Teat dips with NPE being removed from market - Cowsmo

Teat dips with NPE being removed from market

Over the past few months, several cooperatives nationwide have sent letters asking their producer members to use teat dips without NPEs (Nonylphenol ethoxylates), according to dairy producers and field staff we’ve asked about the matter. Although it caused concern at first, due to the unfamiliarity of the products, it appears NPEs are slowly being removed from the teat-dip market.

NPEs are found in variety of cleaning items. They become a problem for some foreign export markets when milk is evaporated into powder, concentrating the NPEs to a much more noticeable level.

A 2010 U.S. Environmental Protection agency report outlines how NPEs are used as surfactants in many cleaning agents, like in laundry detergents. NPEs are “extremely toxic” to aquatic organisms, according to the document. But dairy plant field representatives we talked to said the ingredient is easily replaceable in formulas, but is simply much cheaper than its replacement.

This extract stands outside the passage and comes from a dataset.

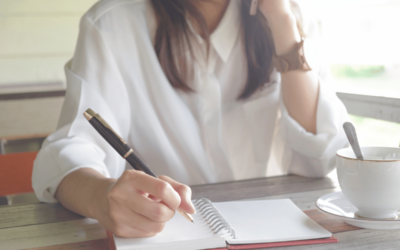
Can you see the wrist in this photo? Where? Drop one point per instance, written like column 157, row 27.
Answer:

One Midwestern exporter and another in California are reportedly the reason behind the letters. In one Midwestern cooperative, a field person checked the 20 farms supplying the powder plant requesting removal from farms, and found that just 2 of them were using products containing NPEs. 

This field representative found that both were going to be switching away from the product, and their product providers said that NPE was going to be discontinued in teat dips they were selling.

Three cooperatives we talked to familiar with the matter said they do not currently intend to do testing for NPEs, nor were the affected exporters.

If your cooperative or processor has not sent you a letter, you might not have anything to worry about, as NPEs may be absent from the market very soon. However, you may want to ask your teat dip supplier whether or not your teat dip using has NPEs, and what the cost difference will be for a non-NPE product.